ジ オ パ ー ク

下仁田町 下山 光一

小学生の時、群馬の民話か何かの本で、『稲含山の神様と榛名山の神様が喧嘩をし、榛名山の神様が投げた土が現在の稲含山の麓の山になっている』という話(詳細は違っているかもしれませんが、こんなニュアンス)を訳も分からず読み、中学の地理の時間、先生が、「中学校の前の山は『根なし山』って言って、もとからそこにあったとは思えない、世界でも珍しい構造の山なんだ」という説明を聞いて、あの話はこの事だったのか、と思ったのが、『下仁田ジオパーク』に触れた最初の記憶かと思います。
 時は流れて20数年。日本ジオパーク認定を得て、更には世界ジオパーク認定を目指すという事で、下仁田は地質学的にすごい場所であるという事を再認識することになりました。

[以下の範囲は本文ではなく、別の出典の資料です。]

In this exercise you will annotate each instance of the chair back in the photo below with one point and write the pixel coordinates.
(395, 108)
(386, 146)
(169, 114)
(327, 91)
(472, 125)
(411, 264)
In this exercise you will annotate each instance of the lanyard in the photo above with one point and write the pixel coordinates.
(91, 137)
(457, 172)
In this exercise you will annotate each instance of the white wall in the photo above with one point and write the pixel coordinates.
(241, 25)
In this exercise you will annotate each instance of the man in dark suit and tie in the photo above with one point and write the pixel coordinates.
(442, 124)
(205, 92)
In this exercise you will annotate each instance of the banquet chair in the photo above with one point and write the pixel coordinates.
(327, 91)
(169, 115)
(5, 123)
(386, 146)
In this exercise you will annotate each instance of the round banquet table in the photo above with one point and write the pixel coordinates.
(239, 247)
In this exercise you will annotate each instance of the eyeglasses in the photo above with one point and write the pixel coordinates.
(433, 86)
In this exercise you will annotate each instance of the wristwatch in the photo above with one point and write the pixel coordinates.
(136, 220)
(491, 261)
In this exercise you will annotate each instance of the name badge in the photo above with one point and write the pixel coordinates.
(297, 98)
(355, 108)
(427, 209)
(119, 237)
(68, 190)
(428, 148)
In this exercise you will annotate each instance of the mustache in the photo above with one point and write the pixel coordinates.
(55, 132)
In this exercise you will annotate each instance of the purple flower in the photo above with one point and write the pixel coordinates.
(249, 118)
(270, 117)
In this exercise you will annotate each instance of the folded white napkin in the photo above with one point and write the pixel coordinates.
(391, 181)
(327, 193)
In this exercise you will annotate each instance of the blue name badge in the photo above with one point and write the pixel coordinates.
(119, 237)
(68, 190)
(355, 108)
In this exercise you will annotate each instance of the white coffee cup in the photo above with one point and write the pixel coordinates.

 我が町下仁田は、現在『世界遺産』と『世界ジオパーク』の2つの世界を冠する事業登録・認定に向かって着々と突き進んでいます。

 皆さんご存知のユネスコ世界遺産登録候補「富岡製糸場と絹産業遺産群」のうち、下仁田には、絹産業発展に大きな役割を果たした、下仁田ジオパーク構成群の一つでもある「荒船風穴」が存在しています。荒船風穴は富士の風穴みたいに人が潜って中を見られるようなものではなく、3つある蚕種の貯蔵施設跡の事を指しており、下仁田でも神津牧場の下という高所にあるわけですが、外気温が30度くらいあっても、石積みの隙間から1.6度とエアコン真っ青の冷気が吹き出すので、施設内部に長時間いると体が冷え切ってしまいます。真夏に訪れれば、より一層この自然現象を体感できると思います。

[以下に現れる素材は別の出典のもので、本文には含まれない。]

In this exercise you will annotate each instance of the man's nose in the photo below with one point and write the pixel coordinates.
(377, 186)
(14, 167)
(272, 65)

 同じジオパークである昭和新山や、ヒスイで有名な糸魚川に比べると下仁田ジオパークは見た目が地味に思えますが、ダイナミックなものだけが、素晴らしいわけではありません。人と同じで、地味な中にも誇れるものがあるのです。
 皆さんも、是非下仁田に訪れ、地味ながらも地質の不思議を感じられるジオパークを鑑賞してみてください。